Haden said he would set aside time the following week as well. A visit to the mine site, tour of an active mine, and a flyover of mountaintop removal sites will be scheduled after all the testimony is heard, the judge said.
During Wednesday's hearing, Hobet Mining lawyer Roger Wolfe opposed extension of the temporary restraining order, arguing that environmental group lawyers had already taken too long presenting their case.
Steven Rusak, a lawyer for the Corps of Engineers, also objected to the extension.
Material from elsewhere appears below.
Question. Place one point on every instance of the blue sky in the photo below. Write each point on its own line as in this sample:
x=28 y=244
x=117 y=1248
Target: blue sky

Russ Hunter, a lawyer for the state Division of Environmental Protection, said DEP would not oppose an extension.
At the request of Warren Upton, a lawyer for coal industry trade groups, Haden clarified that the temporary restraining order applies only to the Hobet permit, not to other coal companies.
Earlier Wednesday, DEP assistant mining chief Lewis Halstead testified that changes in elevation from lopping off mountaintops should be considered in deciding whether mountaintop removal mines comply with the federal approximate original contour, or AOC, standards.
"Elevation would probably be part of it - would be a consideration - but not solely and maybe not even primarily," Halstead said.
Halstead said that if former DEP Director David C. Callaghan had not done away with the state's 50-foot elevation change rule, mountaintop removal mines would have to receive AOC variances and propose post-mining development.